We are all learning how to live life differently.  We are all learning how to worship “apart . . . yet together.”  I can tell you it is strange leading worship in the absence of a congregation. We are all learning how to fill our time as we are confined to a stay at home order. 

As we are all learning how to live, have you ever though that some of the things we have started doing may very well be new “traditions” that we are creating as we are all spending a bit more time a home. 

New Traditions . . . What do they look like? Well for the Israelites . . . they look like a meal. 

  • Lamb roasted (not boiled)
  • Bread baked (without leaven)
  • Eaten hurriedly.  With rob on and staff in hand.
  • And blood marking the door post so that the angel of Death might simply “pass over”

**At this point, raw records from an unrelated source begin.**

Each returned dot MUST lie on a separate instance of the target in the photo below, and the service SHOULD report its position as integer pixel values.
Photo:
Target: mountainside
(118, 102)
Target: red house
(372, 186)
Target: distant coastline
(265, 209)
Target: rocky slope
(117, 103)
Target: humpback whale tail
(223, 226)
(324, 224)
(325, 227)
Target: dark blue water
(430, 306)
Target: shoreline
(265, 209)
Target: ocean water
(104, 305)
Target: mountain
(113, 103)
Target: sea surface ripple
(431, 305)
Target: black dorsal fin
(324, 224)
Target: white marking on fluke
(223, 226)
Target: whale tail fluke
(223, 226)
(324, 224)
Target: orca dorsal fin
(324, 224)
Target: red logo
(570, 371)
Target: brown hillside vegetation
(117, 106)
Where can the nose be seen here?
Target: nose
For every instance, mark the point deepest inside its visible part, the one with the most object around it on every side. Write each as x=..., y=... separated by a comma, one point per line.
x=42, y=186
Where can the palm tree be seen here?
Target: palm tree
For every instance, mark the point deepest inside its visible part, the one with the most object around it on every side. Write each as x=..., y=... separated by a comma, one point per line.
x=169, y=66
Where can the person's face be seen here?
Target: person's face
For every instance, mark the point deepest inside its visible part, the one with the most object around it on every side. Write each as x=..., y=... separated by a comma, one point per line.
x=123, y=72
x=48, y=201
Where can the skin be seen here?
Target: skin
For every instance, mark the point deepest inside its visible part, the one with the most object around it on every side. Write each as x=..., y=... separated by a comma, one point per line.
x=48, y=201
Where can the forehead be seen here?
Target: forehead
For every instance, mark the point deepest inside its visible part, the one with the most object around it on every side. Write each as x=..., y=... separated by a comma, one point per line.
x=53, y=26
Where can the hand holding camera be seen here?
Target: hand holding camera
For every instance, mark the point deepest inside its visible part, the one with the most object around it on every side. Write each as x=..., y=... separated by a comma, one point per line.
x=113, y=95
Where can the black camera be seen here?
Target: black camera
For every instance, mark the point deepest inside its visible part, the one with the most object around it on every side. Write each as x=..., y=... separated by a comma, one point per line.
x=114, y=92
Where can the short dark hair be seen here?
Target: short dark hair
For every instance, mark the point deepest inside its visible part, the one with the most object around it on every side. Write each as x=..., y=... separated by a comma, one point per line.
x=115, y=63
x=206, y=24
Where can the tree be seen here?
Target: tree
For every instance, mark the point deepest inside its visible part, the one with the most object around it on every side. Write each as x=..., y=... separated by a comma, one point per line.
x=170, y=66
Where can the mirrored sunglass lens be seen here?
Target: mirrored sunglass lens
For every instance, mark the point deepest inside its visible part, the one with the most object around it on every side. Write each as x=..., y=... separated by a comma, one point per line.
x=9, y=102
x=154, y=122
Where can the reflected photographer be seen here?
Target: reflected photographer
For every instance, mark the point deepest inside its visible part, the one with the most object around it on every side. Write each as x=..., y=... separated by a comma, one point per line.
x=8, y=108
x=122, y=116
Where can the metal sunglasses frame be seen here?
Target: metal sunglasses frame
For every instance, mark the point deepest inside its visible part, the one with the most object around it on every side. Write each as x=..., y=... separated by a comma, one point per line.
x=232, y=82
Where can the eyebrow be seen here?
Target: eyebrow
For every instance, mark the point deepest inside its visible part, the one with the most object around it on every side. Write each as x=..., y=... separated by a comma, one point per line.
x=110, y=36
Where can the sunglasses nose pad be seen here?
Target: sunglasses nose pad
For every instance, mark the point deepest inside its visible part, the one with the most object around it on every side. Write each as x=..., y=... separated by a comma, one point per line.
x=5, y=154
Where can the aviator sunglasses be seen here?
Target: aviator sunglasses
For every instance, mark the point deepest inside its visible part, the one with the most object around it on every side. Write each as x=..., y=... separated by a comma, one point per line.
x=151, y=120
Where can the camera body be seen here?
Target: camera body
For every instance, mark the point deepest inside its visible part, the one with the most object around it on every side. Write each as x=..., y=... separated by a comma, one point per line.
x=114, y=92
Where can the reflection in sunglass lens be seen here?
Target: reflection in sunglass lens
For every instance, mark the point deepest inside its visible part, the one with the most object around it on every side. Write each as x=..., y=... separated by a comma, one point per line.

For God was about to do a new and miraculous thing. God was going to save the people! Too long they had lived in bondage, too long they had been kept from worshiping God, too long they had been oppressed. This was God’s final answer to the continued request that Moses had made . . . “Pharaoh . . . Let my people go”

New traditions were at hand . . . salvation was near.

The same can be said as Jesus gathered with his disciples on the night in which he was betrayed. In the midst of sharing a meal, a bowl was taken out, Jesus undressed and sat on the floor, and he began to wash the feet of his disciples. Then later he took a loaf of bread, he took a cup, he blessed them saying take and eat.

As Jesus took on the role of the servant washing the disciples’ feet, and later as Jesus redefined the Passover meal, he redefines the story of God’s saving act.  For salvation was soon at hand even as the cross grows every closer.

Today, even for us, as the world is being redefined by how we live, work, and interact with one another, New Traditions are being created. But how will those new traditions reflect our life of faith? How will we live out the story of our salvation and reflect the grace, love, and peace that is gifted to us through the life, death, and resurrection of Christ?

I pray that it is through actions of compassion as we seek to love and care for one another!